Since NHMRC’s latest fluoridation review was released in 2017 (Information Paper – Water fluoridation: dental and other human health outcomes, NHMRC, July 2017), the findings of the Kheradpisheh and Malin studies have been published, again providing serious warnings to our health authorities. So far these warnings have continued to be ignored.
With all this evidence, especially considering the Peckham, Kheradpisheh and Malin studies, suggesting that many Australians with an iodine deficiency may be more susceptible to hypothyroidism, and with the rampant increase in hypothyroid conditions in Australia, it is remarkable that Australia’s NHMRC has not made any effort to conduct any research to investigate this matter further and meanwhile continues to repeat its claim that fluoridated drinking water causes “no harm”.

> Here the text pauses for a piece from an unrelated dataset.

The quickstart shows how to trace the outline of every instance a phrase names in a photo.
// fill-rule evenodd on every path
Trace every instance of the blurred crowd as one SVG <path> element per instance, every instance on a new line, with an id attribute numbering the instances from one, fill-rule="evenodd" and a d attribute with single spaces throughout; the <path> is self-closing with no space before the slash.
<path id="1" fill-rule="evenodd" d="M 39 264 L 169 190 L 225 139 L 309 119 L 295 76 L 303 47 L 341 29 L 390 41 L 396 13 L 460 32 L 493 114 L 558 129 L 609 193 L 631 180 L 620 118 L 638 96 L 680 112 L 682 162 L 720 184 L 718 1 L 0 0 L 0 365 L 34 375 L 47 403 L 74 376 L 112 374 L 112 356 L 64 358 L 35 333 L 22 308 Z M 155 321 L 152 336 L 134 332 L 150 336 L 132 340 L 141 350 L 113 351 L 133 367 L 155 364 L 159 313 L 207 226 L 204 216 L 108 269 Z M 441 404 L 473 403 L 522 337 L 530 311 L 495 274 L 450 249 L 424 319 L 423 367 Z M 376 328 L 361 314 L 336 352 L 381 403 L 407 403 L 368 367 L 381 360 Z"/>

As Paul Connett, PhD, James Beck MD, PhD and Henry Micklem DPhil, say in their book, The Case Against Fluoride; “When one considers the millions of people affected by hypothyroidism (underactive thyroid) in fluoridated countries and the millions more probably suffering from subclinical (undiagnosed) hypothyroidism, the omissions in many government-sponsored reviews are unfathomable.”
- “Fluoride Exposure Induces Inhibition of Sodium/Iodide Symporter (NIS) Contributing to Impaired Iodine Absorption and Iodine Deficiency: Molecular Mechanisms of Inhibition and Implications for Public Health.” Declan T. Waugh, March 2019.